Christian. Lo mejor de la catequesis han sido las clases que Julio ha impartido. Gracias a él he podido sabes muchas más cosas sobre la vida de Jesús y sobre la iglesia como comunidad cristiana. Me quedo sobre todo con el retiro especial para acercarte más a Jesús porque es cómodo, útil y te enseña cosas bastantes bonitas sobre ti mismo. Respecto a mi grupo, estoy súper contento. Eran mayores que Sara y que yo, pero en todo momento estaban a nuestro lado para decirnos lo que sea. Y en cuanto a Julio, quiero darle las gracias por todos eso miércoles vividos durante un año entero. Ha sido como uno más de mi familia. Espero seguir en la parroquia, en Cáritas, y seguir acudiendo a la iglesia. Lo próximo que me gustaría hacer es ser monitor junto a Sara en Juego de Niños los sábados y poder ir a los campamentos. Muchísimas gracias por todos estos momentos vividos. Han sido inolvidables.

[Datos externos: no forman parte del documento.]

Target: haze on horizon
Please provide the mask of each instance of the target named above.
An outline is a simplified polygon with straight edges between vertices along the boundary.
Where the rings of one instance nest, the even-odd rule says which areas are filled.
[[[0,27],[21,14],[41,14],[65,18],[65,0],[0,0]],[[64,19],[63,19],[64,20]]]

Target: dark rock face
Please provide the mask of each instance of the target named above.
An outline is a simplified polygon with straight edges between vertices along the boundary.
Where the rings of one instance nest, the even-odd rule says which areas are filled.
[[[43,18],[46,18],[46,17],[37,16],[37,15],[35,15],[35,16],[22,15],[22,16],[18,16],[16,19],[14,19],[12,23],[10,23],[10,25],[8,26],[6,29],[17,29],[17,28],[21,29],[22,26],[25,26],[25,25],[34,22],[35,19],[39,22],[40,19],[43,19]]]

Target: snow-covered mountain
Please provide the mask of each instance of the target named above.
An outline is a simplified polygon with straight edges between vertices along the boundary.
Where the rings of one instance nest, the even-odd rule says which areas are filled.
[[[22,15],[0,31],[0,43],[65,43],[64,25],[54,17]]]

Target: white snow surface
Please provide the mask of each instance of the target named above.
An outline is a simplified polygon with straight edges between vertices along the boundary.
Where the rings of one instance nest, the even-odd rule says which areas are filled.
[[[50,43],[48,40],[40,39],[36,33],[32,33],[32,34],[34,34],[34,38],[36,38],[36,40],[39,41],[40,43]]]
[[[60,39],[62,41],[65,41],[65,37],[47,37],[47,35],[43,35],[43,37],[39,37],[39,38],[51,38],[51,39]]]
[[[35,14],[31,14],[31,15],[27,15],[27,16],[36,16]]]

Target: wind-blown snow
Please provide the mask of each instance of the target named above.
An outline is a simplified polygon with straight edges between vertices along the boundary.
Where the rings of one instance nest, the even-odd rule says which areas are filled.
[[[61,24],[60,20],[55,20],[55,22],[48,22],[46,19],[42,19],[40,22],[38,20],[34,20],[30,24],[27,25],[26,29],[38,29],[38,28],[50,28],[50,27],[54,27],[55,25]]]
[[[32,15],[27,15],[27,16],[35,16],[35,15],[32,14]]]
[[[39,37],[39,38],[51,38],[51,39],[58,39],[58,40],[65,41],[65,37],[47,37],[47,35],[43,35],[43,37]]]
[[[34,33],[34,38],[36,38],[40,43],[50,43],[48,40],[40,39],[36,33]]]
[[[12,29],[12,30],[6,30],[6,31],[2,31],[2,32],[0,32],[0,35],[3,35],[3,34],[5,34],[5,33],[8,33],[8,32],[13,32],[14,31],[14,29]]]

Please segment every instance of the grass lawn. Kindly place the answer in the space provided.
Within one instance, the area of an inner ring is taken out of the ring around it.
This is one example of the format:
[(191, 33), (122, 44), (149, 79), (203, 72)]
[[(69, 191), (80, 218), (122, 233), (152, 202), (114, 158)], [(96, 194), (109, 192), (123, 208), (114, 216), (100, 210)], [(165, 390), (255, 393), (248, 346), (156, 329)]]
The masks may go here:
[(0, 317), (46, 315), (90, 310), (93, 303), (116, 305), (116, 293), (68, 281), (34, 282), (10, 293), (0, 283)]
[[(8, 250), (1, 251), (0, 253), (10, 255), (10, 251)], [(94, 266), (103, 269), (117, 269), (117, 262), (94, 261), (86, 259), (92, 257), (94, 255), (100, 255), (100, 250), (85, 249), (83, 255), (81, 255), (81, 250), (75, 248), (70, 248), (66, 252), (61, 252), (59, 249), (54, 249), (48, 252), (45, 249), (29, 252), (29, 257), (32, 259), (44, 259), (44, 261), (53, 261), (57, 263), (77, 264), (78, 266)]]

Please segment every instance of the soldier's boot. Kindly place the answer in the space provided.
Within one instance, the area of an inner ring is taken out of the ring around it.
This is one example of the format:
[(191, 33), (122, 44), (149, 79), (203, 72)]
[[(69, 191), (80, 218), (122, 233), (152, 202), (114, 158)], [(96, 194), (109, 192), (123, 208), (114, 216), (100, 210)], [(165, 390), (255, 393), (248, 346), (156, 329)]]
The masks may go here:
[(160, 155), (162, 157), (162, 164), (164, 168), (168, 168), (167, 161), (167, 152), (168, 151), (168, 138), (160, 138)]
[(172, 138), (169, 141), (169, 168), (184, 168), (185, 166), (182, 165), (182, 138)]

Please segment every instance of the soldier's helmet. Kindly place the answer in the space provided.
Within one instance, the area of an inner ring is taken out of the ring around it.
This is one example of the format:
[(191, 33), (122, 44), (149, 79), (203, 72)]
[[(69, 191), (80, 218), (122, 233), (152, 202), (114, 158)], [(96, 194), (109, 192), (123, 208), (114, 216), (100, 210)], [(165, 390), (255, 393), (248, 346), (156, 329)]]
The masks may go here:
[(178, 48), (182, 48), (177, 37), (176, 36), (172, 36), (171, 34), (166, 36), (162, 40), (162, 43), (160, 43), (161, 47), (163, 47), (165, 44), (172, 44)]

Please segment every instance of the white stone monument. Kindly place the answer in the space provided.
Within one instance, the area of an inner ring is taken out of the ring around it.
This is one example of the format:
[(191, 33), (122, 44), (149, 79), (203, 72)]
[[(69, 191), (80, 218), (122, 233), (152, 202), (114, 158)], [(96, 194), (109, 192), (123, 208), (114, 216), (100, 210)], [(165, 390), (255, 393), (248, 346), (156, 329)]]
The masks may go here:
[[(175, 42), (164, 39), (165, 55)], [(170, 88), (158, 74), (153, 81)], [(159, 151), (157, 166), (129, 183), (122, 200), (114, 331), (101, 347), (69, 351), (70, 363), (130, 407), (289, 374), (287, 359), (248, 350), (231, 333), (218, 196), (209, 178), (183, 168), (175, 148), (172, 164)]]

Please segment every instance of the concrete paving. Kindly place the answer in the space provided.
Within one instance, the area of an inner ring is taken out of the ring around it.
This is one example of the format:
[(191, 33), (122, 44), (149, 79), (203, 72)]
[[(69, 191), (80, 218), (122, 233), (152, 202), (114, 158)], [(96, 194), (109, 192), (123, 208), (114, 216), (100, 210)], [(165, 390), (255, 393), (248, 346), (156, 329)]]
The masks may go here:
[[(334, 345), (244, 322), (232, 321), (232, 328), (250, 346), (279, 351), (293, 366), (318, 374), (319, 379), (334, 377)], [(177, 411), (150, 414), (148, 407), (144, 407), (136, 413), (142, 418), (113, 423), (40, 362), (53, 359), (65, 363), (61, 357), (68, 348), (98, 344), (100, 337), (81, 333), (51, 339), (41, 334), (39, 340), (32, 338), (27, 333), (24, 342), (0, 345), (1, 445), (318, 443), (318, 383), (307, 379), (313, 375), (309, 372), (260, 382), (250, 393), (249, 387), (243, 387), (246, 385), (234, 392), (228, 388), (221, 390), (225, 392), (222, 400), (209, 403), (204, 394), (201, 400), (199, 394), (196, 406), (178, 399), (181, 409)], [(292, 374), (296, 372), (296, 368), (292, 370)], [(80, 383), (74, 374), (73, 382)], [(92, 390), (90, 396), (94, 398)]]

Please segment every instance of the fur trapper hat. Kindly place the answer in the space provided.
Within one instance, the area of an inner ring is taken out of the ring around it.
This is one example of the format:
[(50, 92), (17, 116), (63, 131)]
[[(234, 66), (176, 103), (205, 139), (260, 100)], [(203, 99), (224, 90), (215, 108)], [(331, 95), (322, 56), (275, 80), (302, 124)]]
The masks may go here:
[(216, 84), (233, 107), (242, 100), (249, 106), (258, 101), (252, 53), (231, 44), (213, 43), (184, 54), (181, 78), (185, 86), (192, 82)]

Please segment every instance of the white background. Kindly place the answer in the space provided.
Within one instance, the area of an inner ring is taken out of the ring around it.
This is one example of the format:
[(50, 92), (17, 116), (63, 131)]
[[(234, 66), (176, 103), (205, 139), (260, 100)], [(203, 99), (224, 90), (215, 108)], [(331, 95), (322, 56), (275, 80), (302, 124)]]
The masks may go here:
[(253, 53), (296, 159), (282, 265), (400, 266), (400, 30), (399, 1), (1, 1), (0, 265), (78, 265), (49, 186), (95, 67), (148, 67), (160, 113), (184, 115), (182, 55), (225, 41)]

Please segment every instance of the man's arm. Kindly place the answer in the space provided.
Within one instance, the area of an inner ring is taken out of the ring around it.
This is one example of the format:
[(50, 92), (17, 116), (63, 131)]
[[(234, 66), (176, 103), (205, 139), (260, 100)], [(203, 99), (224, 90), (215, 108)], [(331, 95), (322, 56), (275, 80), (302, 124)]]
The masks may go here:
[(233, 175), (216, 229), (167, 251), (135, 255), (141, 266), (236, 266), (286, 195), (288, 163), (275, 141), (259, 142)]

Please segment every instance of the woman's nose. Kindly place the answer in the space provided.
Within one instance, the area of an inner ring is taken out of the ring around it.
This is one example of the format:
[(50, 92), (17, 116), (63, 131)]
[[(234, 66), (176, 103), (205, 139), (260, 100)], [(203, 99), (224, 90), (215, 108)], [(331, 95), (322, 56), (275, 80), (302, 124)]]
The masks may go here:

Todos los bautizados estamos llamados a ser sal de la tierra y luz del mundo. Como nos recuerda el papa Francisco, «el que puede hacernos realmente sal que da sabor y luz que ilumina el mundo es sólo el Espíritu de Cristo». «A través de nosotros, será él quien orará, perdonará, infundirá esperanza y consuelo, servirá a los hermanos, estará cerca de los necesitados y de los últimos, creará comunión y sembrará la paz». Es lo que esperamos y deseamos para quienes han recibido el Espíritu Santo en el Sacramento de la Confirmación los sábados 25 de mayo y 1 de junio. Ambas eucaristías fueron presididas por nuestro arcipreste, D. Antonio Eloy por delegación del Señor Obispo. Tras ambas ceremonias, muy emotivas, también hubo momento para la celebración con un aperitivo compartido con los confirmados, sus familias y miembros de la comunidad en la casa parroquial.